The final weeks of 2017 displayed classic blow off characteristics. From 8 December to 17 December the price advanced from four hundred fifty dollars to eight hundred eighty two dollars. Daily volume on Coinbase exceeded one billion dollars for the first time. The Relative Strength Index printed ninety seven, a level that indicated extreme overbought conditions. On 22 December the price dropped to five hundred fifty dollars in a single session. By 31 December the market had stabilised at seven hundred twenty six dollars.

Tax considerations influenced selling pressure. United States taxpayers faced a 31 December deadline to realise gains or losses for the 2017 tax year. Exchange outflow data from Chainalysis show that forty five percent of all ether held for more than one year moved to known exchange addresses during December. The transfers preceded a wave of profit taking that pushed the price below seven hundred dollars. Order book snapshots from Bitfinex revealed that support clustered at six hundred fifty dollars and resistance formed at eight hundred dollars.

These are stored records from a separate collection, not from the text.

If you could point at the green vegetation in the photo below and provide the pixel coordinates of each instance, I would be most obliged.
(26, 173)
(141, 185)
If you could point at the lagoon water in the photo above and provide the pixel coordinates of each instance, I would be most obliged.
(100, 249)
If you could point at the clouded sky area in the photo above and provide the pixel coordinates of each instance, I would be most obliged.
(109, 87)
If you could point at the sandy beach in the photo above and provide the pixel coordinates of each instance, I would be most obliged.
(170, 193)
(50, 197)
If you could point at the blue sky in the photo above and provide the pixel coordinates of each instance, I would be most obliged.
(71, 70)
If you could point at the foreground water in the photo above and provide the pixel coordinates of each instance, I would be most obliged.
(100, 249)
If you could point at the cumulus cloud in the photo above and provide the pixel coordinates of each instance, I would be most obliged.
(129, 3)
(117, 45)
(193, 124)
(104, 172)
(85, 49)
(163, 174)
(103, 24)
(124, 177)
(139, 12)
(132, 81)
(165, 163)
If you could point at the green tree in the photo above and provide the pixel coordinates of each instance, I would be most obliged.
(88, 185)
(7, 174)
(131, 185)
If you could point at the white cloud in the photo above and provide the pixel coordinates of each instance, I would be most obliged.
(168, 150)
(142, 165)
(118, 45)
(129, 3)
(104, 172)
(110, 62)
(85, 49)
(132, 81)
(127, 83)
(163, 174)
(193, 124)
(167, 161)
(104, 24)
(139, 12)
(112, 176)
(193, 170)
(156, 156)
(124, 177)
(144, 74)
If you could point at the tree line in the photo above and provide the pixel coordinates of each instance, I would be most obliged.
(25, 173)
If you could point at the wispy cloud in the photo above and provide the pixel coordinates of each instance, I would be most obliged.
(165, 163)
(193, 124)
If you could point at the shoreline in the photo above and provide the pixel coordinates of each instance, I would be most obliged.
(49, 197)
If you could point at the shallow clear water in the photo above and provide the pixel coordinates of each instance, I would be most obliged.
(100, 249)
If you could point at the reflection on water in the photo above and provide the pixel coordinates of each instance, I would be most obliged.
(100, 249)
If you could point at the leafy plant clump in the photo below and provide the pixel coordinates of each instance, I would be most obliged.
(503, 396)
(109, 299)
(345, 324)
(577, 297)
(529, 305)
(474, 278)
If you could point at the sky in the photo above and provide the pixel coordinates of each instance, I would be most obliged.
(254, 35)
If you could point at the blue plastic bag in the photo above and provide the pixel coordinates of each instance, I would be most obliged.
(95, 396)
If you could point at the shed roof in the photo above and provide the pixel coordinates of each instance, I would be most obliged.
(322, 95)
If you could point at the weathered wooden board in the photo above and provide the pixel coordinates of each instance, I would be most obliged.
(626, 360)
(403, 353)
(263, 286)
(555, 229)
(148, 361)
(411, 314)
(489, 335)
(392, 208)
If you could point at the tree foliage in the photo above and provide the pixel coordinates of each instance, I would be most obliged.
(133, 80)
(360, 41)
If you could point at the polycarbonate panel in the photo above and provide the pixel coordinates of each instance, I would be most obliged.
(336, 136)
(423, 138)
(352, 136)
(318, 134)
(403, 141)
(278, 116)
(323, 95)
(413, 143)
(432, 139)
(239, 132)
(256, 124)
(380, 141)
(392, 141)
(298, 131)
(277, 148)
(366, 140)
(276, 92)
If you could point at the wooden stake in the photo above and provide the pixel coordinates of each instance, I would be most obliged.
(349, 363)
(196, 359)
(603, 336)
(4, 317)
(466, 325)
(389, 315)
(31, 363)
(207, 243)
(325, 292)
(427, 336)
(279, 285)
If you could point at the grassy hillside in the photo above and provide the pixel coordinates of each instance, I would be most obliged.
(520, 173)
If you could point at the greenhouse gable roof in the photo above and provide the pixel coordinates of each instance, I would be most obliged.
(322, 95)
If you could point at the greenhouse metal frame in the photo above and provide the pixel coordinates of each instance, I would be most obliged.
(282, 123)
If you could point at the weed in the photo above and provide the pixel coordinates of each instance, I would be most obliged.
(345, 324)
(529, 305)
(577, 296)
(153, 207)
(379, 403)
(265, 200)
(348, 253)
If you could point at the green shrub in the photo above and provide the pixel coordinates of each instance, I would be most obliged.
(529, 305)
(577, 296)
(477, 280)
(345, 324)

Network fundamentals improved in parallel with price appreciation. Active addresses rose from sixty seven thousand to four hundred ninety thousand. The total number of unique smart contracts deployed surpassed one million. Gas usage per block increased from three million to twenty nine million. Developers released Byzantium, the first half of the Metropolis upgrade, without a single chain split. The second half, Constantinople, was scheduled for 2018 and promised to reduce block rewards further and introduce proof-of-stake elements.

Purchasing cryptocurrencies or tokens issued through Initial Coin Offerings involves substantial risk of loss. Price volatility, regulatory changes in addition to technical failures can eliminate invested capital. The foregoing discussion is not investment advice. Each prospective participant should consult a licensed financial professional before committing funds.